And this has been their defense all along. It serves the status quo to imply
that transitions must be difficult. IPv6 being the most obvious example today.
Of course as DJB pointed out, backwards compatible IPv6 would have already
rolled out by now, at the cost of a single /64\. Dual stack was literally the
most difficult way to accomplish IPv6.

Now let’s look at the BGP situation. As long as the outcome is the same (same
routing tables result in nominal situations), any two ISPs could choose to use
a different protocol for their interconnection. Same thing that has happened
with a lot of supplemental networking protocols.

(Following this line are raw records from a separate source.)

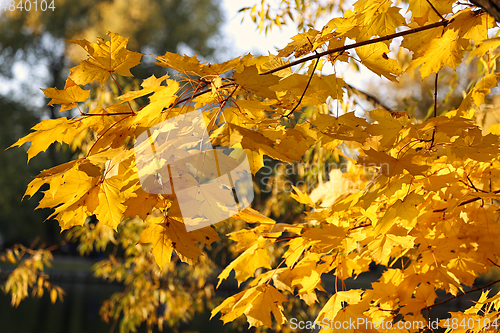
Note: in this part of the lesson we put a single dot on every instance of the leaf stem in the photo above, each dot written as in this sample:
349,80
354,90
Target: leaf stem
463,293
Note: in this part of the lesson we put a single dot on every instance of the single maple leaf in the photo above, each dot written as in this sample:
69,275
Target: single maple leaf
104,58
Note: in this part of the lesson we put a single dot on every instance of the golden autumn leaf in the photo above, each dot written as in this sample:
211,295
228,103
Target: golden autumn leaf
167,234
257,303
104,58
68,98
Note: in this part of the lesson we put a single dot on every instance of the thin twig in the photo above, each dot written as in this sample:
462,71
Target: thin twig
443,23
304,92
435,96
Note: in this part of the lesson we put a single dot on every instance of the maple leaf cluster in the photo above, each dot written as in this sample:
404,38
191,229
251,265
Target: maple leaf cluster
428,208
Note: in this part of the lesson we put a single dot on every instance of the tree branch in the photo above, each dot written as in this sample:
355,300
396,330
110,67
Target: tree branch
463,203
370,98
366,42
464,293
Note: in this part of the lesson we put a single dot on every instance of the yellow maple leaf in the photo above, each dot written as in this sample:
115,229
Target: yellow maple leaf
257,303
444,50
387,125
167,234
68,97
246,263
49,131
104,58
336,303
372,56
405,210
110,209
390,166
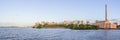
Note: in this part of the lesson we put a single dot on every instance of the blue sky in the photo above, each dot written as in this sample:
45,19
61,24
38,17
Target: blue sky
27,12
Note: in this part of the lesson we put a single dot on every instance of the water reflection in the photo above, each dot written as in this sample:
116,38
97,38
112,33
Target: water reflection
57,34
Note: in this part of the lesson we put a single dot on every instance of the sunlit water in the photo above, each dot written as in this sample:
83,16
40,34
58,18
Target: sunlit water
57,34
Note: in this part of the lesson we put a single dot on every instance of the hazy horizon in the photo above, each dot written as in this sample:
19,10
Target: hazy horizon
27,12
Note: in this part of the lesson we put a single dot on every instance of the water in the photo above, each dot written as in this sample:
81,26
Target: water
57,34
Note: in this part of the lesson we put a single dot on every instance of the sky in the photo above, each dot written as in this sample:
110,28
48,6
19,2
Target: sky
27,12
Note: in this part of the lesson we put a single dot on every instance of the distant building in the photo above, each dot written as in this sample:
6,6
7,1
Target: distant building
106,23
75,22
82,22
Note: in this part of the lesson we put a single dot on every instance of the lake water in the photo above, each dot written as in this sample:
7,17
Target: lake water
57,34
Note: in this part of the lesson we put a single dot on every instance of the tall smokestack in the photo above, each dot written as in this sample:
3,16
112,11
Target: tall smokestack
106,13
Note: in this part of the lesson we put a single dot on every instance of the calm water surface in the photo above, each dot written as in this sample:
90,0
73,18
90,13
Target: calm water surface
57,34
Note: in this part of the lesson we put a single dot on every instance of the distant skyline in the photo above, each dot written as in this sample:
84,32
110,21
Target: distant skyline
27,12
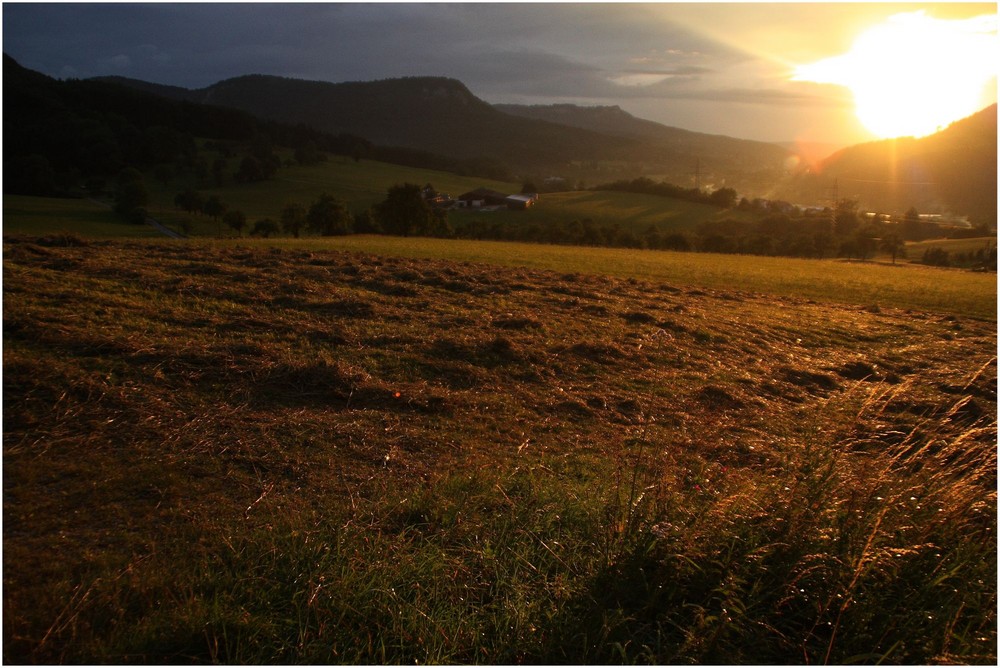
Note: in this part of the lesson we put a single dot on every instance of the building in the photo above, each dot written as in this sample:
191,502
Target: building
481,197
522,201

There are BGP alternatives on deck. What we don’t need is high profile network
engineers speaking out against them and in favor of the status quo. The truth
is, networking is the one part of the industry that isn’t improving at the
same pace as the rest. And all the improvements that are happening seem to be
related to single links and switching, whereas the defense of networking dogma
is related to routing. According to the holy bible of networking, switching is
easy, routing is hard. Routers must be memory restricted with small memory
footprints to artificially create SKUs. Routers must operate on multi-minute
timers rather than seconds. Building routing tables is an insanely intense and
time consuming process. Blah blah blah.

The reality is, almost all of these problems are contrived to maintain the
status quo and so network vendors can ignore the pace of hardware and instead
set SKUs at resource levels that force you to use the “appropriate” piece of
hardware for the appropriate task.

Another smell that should make this obvious to everyone is that almost every
major company has had high level engineers make some statement of how network
companies are ripping you off, and explaining how they bought white box
network solutions that route layer 3 at wire speed, converge rapidly, and have
tons of memory. Not to mention the vast improvement something like well
designed SDN can provide.

The network companies rely on the fact that most companies don’t have the
labor or expertise to use white label solutions. But that doesn’t disprove the
point. That proves the point that the state of hardware is “super cheap
components provide all the switching and routing performance and memory needed
for almost 99% of networking purposes.” Companies like Cisco are playing the
Intel +25Mhz game. Supposedly disrupting companies do so at an awfully
measured pace. And the network staff generally will open up to off brand
switches but start to shy away at routing, especially edge routing.

As an industry, networking needs to be disrupted and it needs a severe model
change. People involved in networking need to get on board, and those who
don’t and insist on fighting for the status quo need to be left behind.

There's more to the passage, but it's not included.